A seven-week slog from Docker to agentic RAG, with homework
This repo is a structured course that builds a production arXiv research assistant week by week, starting with infrastructure and ending with LangGraph agents and a Telegram bot.

What it does
This is a curriculum disguised as a codebase. Over seven weekly releases, you build a complete RAG system that fetches arXiv papers, indexes them in OpenSearch, and answers research questions through a Gradio UI or Telegram bot. Each week adds a layer: Docker infrastructure, Airflow ingestion pipelines, BM25 keyword search, hybrid retrieval, local LLM integration, monitoring with Langfuse, and finally agentic RAG with query rewriting and document grading.
The interesting bit
The course deliberately starts with boring, reliable keyword search before adding vectors. The README calls this the “professional path” — solid search foundations enhanced with AI, not AI-first approaches that ignore retrieval fundamentals.
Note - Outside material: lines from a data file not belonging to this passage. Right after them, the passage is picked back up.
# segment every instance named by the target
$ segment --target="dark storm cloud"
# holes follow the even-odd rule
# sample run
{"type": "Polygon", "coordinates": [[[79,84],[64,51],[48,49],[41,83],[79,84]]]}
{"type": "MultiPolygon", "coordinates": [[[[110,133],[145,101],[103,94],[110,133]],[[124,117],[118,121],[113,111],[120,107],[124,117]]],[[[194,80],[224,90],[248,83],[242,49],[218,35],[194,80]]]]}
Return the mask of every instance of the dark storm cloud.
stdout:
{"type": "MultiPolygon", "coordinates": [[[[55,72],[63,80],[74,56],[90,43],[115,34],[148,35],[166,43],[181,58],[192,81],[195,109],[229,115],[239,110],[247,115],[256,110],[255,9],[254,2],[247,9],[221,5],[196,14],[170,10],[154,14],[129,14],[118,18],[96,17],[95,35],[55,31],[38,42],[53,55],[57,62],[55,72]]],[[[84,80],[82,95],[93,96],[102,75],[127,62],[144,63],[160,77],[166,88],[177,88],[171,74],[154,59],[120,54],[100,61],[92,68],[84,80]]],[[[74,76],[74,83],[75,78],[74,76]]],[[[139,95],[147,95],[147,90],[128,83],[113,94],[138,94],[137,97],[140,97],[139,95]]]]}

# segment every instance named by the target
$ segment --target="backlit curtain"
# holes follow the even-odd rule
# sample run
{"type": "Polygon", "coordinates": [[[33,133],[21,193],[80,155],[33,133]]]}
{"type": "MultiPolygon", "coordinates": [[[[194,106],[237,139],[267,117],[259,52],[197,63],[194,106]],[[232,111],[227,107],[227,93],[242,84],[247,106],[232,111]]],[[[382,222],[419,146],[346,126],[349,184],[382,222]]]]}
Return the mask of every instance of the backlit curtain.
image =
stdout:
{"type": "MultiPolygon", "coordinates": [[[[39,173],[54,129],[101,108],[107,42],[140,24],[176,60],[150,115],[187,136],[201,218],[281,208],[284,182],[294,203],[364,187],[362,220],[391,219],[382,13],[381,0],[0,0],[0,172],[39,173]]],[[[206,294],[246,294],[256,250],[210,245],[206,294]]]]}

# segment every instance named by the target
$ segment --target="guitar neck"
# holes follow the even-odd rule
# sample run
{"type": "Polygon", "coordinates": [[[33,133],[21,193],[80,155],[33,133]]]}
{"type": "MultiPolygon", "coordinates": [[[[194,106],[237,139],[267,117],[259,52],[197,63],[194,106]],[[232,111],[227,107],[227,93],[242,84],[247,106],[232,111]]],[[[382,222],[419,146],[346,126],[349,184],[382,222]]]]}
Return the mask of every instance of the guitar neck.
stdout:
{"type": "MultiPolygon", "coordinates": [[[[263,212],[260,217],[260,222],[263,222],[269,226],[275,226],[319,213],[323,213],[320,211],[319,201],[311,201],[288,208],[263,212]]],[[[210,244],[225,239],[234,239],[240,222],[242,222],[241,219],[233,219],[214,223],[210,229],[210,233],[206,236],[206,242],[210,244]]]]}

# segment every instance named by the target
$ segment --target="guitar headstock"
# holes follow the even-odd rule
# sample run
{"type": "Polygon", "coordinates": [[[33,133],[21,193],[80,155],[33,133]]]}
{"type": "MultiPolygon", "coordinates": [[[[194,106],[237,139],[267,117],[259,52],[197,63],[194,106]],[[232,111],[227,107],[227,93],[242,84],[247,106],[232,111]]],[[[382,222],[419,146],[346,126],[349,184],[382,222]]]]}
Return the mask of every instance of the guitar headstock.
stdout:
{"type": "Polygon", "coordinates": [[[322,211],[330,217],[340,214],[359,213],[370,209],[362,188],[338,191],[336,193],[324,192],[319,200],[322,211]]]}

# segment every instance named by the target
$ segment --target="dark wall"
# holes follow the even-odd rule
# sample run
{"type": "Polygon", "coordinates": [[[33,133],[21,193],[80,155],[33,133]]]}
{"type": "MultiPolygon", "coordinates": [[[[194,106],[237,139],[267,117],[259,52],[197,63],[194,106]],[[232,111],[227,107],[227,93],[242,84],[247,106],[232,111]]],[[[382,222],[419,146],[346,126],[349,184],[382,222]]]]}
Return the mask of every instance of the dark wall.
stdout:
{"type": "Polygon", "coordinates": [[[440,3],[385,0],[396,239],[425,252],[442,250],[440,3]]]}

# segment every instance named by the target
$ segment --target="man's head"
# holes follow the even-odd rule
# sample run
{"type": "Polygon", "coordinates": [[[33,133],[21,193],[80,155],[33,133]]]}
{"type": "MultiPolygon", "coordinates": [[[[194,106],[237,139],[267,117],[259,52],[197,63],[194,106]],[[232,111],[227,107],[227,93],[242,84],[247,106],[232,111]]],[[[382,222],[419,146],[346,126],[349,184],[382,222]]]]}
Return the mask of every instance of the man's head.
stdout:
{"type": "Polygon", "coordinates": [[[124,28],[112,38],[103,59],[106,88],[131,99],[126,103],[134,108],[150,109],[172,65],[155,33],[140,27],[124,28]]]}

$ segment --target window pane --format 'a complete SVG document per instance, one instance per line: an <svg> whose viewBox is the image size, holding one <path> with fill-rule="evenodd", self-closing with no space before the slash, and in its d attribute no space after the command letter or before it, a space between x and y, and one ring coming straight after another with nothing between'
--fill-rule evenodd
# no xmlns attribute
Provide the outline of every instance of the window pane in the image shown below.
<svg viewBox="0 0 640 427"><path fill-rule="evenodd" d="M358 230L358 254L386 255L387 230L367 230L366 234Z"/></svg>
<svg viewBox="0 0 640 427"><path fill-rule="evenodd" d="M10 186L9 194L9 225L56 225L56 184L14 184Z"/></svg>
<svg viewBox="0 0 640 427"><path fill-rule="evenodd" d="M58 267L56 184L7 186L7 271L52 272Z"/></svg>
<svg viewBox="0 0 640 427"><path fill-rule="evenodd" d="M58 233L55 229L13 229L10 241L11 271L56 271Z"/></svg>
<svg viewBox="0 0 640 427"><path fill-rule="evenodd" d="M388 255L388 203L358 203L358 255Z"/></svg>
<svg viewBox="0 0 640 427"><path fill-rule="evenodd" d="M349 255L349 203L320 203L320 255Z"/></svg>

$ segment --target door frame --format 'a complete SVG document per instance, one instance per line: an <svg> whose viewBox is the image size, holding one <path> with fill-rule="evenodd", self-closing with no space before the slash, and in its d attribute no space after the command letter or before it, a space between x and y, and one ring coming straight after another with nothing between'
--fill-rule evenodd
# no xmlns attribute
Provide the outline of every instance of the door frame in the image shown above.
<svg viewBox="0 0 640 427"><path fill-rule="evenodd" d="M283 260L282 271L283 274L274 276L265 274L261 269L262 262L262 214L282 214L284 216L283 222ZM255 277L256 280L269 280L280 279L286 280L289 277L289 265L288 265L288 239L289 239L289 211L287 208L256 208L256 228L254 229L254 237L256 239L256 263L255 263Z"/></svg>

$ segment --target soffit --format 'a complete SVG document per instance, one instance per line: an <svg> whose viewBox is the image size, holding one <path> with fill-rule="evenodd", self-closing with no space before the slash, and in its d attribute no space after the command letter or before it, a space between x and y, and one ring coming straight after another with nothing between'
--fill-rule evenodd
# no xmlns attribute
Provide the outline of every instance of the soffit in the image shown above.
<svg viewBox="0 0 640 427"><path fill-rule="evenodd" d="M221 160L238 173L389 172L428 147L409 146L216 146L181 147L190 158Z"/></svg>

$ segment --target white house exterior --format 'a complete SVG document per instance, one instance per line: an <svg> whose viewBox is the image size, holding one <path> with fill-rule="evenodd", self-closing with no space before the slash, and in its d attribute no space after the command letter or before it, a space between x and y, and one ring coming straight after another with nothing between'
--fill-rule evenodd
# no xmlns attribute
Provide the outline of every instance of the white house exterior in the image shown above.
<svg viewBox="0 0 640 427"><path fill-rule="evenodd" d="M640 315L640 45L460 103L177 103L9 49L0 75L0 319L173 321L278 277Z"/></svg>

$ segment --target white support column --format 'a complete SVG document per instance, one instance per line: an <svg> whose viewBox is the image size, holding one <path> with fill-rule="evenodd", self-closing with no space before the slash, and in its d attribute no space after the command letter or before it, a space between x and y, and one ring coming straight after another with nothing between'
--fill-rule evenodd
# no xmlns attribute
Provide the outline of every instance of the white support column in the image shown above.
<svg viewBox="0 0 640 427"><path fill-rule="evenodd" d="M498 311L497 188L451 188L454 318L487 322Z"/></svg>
Week 7’s LangGraph workflow adds decision nodes that can rewrite queries or reject off-topic questions entirely, which is more guardrail architecture than most tutorial RAG systems bother with.
Key highlights
- Weekly tagged releases let you clone specific stages (
week1.0throughweek7.0) without wading through the full codebase - Full Docker Compose stack: FastAPI, PostgreSQL, OpenSearch, Airflow, Ollama, Redis, Langfuse, and a Gradio interface
- Uses Docling for scientific PDF parsing and Jina embeddings (free tier) for semantic search
- Includes notebooks for hands-on setup each week, plus companion blog posts on Substack
- Telegram bot integration in Week 7 for mobile access to the agentic pipeline
Caveats
- Requires 8GB+ RAM and 20GB disk space just to run the infrastructure locally
- You need to manually add API keys for Jina embeddings and Langfuse; the
.env.exampledefaults don’t cover everything - The README is enthusiastic about “production-grade” systems, but this is explicitly a learning project — not a maintained product
Verdict
Good fit if you want a structured, week-by-week walkthrough of RAG system construction with actual services to run, not just notebooks. Skip it if you already ship RAG in production and need reference architecture rather than pedagogy.